アオキ[1]──実の美しさ格別

ヒノキなどの常緑針葉樹をアオキということがあるが、アオキは当地の日陰でも育つ広葉樹である。日本では一般には冬の仏花などに使うので敬遠されることもある。しかし、斑入種や変化葉の園芸種が特殊の園芸家に古来愛培されてきた。ヨーロッパへはシーボルトが紹介し、欧州の低温の所で美しい広い葉が戸外越冬するために愛好され、各地で見事な取り扱いを受けている。
この近所でもアオキを植えている家は多い。広葉の斑入種が多く見られる。雌木は暖地では秋の末に長だ円形の実が赤く色づくが、当地では春になってから色づくことが多い。この実の美しさは広いつややかな葉とともに格別である。
ところで、アオキは方々の家にあるのに余り実をつけている木が見られない。

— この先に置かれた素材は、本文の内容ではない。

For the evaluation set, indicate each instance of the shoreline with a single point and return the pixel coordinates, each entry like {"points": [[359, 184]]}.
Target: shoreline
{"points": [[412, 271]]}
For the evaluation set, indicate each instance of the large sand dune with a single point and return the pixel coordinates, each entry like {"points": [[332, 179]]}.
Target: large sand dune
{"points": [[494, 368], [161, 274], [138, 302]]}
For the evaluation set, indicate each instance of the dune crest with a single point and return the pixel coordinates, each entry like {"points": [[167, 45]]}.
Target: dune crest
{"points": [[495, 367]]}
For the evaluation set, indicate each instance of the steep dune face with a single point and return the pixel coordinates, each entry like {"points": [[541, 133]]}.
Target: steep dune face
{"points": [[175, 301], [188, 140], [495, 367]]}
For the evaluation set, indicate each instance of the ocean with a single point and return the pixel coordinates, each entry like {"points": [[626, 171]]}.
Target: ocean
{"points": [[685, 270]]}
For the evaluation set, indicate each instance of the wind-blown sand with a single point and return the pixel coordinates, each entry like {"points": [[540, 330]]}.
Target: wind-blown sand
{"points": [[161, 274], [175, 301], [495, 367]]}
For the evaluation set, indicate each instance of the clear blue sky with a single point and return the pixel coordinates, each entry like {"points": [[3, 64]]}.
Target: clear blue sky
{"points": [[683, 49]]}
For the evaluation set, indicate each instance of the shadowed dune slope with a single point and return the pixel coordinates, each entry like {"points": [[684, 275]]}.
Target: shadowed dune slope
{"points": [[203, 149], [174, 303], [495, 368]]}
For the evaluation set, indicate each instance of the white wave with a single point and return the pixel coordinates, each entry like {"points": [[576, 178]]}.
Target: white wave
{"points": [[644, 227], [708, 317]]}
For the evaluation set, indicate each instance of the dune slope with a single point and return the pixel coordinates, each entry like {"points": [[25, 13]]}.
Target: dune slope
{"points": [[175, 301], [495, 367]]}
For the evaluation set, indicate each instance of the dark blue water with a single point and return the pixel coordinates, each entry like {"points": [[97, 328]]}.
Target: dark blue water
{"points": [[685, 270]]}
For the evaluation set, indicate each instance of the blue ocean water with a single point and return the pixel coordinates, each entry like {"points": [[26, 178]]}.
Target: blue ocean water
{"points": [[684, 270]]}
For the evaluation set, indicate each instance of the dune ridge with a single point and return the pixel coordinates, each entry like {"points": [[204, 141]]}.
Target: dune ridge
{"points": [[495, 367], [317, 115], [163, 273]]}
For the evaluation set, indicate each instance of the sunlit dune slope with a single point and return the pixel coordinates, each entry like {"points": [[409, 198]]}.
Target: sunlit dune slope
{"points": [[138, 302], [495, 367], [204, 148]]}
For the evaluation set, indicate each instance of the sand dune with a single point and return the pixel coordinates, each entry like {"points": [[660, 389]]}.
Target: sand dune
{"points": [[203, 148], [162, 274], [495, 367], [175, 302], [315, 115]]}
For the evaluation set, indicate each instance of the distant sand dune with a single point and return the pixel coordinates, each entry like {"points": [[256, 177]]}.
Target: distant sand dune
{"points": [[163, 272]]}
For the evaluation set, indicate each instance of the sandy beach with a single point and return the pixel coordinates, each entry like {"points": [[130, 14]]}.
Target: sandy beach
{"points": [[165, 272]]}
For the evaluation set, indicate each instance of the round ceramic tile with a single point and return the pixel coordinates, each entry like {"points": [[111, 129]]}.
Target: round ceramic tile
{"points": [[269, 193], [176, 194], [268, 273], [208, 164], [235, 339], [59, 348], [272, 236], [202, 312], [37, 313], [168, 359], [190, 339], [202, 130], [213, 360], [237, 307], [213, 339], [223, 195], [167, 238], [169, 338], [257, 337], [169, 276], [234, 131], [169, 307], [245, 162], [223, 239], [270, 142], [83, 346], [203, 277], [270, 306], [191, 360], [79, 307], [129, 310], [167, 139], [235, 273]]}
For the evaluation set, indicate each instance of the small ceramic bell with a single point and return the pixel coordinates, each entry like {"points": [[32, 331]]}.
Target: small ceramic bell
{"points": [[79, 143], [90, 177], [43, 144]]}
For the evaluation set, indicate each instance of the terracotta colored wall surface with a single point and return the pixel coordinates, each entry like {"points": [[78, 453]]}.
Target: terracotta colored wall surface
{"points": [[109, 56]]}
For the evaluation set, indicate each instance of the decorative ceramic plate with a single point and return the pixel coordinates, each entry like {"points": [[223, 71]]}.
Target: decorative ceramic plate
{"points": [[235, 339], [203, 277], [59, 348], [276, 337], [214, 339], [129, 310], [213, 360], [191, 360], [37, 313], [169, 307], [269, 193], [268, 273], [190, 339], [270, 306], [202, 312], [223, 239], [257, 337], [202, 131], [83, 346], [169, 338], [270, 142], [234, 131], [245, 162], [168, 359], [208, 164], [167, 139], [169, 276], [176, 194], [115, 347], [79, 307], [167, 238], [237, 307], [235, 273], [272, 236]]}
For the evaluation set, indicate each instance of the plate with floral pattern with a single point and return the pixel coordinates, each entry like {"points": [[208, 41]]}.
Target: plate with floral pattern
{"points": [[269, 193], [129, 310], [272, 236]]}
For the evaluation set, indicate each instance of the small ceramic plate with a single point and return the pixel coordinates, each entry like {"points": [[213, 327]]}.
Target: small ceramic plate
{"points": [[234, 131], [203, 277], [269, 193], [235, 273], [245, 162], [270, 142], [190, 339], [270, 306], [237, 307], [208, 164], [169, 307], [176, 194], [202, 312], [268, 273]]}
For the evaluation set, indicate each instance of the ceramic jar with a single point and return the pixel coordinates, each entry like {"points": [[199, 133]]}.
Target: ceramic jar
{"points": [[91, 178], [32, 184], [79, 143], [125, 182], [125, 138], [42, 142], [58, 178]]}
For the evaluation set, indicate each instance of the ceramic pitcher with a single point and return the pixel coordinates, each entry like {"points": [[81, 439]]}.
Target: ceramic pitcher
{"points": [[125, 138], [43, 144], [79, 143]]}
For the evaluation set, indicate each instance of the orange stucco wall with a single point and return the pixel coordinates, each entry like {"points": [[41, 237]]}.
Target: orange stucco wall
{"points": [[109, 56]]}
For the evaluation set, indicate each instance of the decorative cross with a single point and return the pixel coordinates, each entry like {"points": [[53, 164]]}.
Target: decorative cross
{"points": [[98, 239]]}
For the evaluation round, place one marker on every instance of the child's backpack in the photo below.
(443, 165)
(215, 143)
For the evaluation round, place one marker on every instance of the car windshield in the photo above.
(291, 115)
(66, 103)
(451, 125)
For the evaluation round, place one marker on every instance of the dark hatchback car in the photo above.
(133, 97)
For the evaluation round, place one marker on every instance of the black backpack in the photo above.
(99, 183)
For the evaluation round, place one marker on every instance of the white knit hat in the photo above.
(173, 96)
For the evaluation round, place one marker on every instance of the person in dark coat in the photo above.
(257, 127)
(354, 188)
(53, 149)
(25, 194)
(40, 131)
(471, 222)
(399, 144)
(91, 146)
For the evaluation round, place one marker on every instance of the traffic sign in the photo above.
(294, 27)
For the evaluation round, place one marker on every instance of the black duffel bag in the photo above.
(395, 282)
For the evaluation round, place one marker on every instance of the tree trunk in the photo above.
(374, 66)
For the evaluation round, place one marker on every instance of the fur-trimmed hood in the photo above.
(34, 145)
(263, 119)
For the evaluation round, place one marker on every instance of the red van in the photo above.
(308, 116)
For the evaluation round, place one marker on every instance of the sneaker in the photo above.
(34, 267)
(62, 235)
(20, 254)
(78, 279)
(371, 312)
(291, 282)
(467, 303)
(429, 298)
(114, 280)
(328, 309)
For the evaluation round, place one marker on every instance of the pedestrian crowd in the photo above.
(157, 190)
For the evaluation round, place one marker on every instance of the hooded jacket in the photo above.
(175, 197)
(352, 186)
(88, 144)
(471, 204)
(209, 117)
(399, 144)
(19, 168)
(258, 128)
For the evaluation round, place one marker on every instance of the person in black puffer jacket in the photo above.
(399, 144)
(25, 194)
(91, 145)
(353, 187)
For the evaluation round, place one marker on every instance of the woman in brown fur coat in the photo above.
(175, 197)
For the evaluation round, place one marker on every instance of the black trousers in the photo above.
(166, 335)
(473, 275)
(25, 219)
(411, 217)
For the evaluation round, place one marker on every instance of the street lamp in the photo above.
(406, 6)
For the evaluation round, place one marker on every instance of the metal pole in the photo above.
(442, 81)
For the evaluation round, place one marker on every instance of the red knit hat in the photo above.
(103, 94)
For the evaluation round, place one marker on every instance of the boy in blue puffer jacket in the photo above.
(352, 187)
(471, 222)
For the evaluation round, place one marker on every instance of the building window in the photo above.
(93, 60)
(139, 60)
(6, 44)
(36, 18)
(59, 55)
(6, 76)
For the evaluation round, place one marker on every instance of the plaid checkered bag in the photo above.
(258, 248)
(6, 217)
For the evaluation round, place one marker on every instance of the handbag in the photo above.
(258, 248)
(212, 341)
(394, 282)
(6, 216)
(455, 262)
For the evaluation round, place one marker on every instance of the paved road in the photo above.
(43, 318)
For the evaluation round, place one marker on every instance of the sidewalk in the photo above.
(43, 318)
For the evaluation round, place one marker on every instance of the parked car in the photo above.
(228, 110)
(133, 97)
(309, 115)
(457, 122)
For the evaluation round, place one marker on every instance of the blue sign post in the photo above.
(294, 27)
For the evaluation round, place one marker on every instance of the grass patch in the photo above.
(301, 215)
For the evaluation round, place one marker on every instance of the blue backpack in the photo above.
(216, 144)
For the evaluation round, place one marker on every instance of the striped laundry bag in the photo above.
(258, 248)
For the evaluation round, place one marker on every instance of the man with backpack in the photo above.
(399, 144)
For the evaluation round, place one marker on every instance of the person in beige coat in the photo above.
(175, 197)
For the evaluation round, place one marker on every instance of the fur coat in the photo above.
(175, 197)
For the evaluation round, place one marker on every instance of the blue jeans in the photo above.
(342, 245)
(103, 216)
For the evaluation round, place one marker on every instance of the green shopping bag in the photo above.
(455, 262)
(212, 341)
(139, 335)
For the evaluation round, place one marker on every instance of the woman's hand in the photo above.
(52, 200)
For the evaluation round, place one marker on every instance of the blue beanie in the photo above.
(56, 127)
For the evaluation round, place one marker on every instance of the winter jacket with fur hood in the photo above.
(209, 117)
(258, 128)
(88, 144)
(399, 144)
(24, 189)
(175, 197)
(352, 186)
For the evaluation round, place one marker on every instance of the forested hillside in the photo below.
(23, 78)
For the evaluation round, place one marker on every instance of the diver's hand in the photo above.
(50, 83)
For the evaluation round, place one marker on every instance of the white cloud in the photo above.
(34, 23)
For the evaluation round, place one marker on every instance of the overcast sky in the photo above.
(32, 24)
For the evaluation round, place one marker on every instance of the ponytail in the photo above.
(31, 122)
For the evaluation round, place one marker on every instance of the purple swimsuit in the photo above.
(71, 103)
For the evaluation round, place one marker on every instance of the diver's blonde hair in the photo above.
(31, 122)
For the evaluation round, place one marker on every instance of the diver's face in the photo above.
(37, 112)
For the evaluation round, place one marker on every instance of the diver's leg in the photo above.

なぜだろうか。花はいつ咲くのかというと、暖かい年や日当たりのよい所では3月末で、4月中旬まで咲く。調べてみると大部分は雌の木である。美しい実にひかれて株分けや挿し木で増やしてもらってくるので方々の家にあるのは雌木が多い。
雄木と雌木の区別は正確には開花期につくだけ。雌木がいくら花を咲かせても近い所に雄木がなければ受精出来ない。空気の湿度や風向で自然の交配率も変わってくる。相性が悪く、隣合わせの雄雌の株でも結実しないこともあり、どうも雌木に対し全く授精力を欠く雄木もある。